Cardiology Division, Massachusetts General Hospital, Harvard Medical School, Boston, Massachusetts, USA.
Am J Cardiol. 2012 Sep 1;110(5):683-8. doi: 10.1016/j.amjcard.2012.04.056. Epub 2012 May 25.
Patients with diabetes and heart failure (HF) have worse clinical outcomes compared to patients with HF without diabetes after cardiac resynchronization therapy (CRT). Patients with HF and diabetes represent a growing population at high risk for cardiovascular events and are increasingly treated with CRT. Although patients with diabetes and HF appear to benefit from CRT, their clinical outcomes are worse than those of patients without diabetes after CRT. The aim of this study was to identify clinical predictors that explain the differential hazard in patients with diabetes. We studied 442 patients (169 with diabetes) with systolic HF referred to the Massachusetts General Hospital CRT clinic from 2003 to 2010 to identify predictors of outcomes after CRT in patients with HF and diabetes. Patients with diabetes were more likely to have ischemic causes of HF than those without diabetes, but there was no difference in the left ventricular ejection fraction or HF classification at implantation. Patients with diabetes had poorer event-free survival (death or HF hospitalization) compared to those without diabetes (log-rank p = 0.04). The presence of diabetes was the most important independent predictor of differential outcomes in the entire population (hazard ratio 1.65, 95% confidence interval 1.10 to 2.51). Patients with diabetes receiving insulin therapy had poorer survival, whereas those not receiving insulin therapy had similar survival to patients without diabetes. Patients with peri-implantation glycosylated hemoglobin >7% had worse outcomes, whereas patients with glycosylated hemoglobin ≤7% had improved survival (hazard ratio 0.36, 95% confidence interval 0.15 to 0.86) equivalent to that of patients without diabetes. In conclusion, although the presence of diabetes, independent of other variables, increases the hazard of worse outcomes after CRT, there is additional risk conferred by insulin use and suboptimal peri-implantation glycemic control.
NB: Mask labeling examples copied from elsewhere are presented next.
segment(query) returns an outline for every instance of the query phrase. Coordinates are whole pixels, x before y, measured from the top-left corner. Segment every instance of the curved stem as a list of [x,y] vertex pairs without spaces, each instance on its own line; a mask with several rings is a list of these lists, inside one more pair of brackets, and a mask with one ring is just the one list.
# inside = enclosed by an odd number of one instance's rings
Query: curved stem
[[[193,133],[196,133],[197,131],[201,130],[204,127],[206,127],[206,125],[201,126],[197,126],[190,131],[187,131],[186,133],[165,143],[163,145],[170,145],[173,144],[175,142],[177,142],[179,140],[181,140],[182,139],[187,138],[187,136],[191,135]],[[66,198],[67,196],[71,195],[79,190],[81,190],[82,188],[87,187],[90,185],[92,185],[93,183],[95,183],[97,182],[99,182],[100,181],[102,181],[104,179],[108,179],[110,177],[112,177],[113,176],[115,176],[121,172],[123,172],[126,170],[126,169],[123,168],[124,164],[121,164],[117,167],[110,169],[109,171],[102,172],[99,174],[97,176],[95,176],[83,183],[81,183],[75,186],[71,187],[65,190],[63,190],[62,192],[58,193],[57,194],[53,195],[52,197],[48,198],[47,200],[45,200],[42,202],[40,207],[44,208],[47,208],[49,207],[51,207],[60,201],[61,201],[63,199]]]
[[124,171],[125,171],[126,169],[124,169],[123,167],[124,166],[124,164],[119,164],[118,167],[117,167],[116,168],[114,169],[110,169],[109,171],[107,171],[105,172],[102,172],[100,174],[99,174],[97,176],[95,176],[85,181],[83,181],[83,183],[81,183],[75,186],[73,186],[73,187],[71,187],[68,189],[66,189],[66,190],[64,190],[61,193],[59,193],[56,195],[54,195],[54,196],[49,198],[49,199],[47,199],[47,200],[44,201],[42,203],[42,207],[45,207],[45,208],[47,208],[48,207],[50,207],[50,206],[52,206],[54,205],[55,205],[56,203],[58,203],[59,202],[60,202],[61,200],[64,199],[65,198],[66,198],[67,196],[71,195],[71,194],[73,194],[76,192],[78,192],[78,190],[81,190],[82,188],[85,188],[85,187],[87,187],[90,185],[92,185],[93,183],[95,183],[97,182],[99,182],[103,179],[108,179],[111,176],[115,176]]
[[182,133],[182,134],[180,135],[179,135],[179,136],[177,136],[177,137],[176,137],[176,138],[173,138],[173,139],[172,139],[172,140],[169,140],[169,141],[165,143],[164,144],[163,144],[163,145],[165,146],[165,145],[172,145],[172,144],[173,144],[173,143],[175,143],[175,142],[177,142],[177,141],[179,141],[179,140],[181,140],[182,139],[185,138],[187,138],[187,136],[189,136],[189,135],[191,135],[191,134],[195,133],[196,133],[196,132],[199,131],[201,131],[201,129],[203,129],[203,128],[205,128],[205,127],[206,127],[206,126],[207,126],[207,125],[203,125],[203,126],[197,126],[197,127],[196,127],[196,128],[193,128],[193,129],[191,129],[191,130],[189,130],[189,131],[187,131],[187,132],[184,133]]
患有糖尿病和心力衰竭(HF)的患者在心脏再同步治疗(CRT)后比没有糖尿病的 HF 患者的临床结局更差。患有 HF 和糖尿病的患者代表了心血管事件风险较高的不断增长的人群,并且越来越多地接受 CRT 治疗。尽管患有糖尿病和 HF 的患者似乎从 CRT 中受益,但他们的临床结局在 CRT 后比没有糖尿病的患者更差。本研究旨在确定解释糖尿病患者差异风险的临床预测因素。我们研究了 442 名(169 名患有糖尿病)患有收缩性 HF 的患者,这些患者于 2003 年至 2010 年在马萨诸塞州综合医院 CRT 诊所就诊,以确定 HF 和糖尿病患者 CRT 后结局的预测因素。患有糖尿病的患者比没有糖尿病的患者更有可能因缺血性 HF 而就诊,但在植入时左心室射血分数或 HF 分类没有差异。与没有糖尿病的患者相比,患有糖尿病的患者无事件生存率(死亡或 HF 住院)较差(对数秩检验 p = 0.04)。在整个人群中,糖尿病的存在是差异结果的最重要独立预测因素(危险比 1.65,95%置信区间 1.10 至 2.51)。接受胰岛素治疗的糖尿病患者生存率较差,而未接受胰岛素治疗的患者与没有糖尿病的患者的生存率相似。植入后糖化血红蛋白>7%的患者结局较差,而糖化血红蛋白≤7%的患者生存状况改善(危险比 0.36,95%置信区间 0.15 至 0.86),与没有糖尿病的患者相当。总之,尽管存在糖尿病(独立于其他变量)会增加 CRT 后结局较差的风险,但胰岛素使用和植入后血糖控制不理想会带来额外的风险。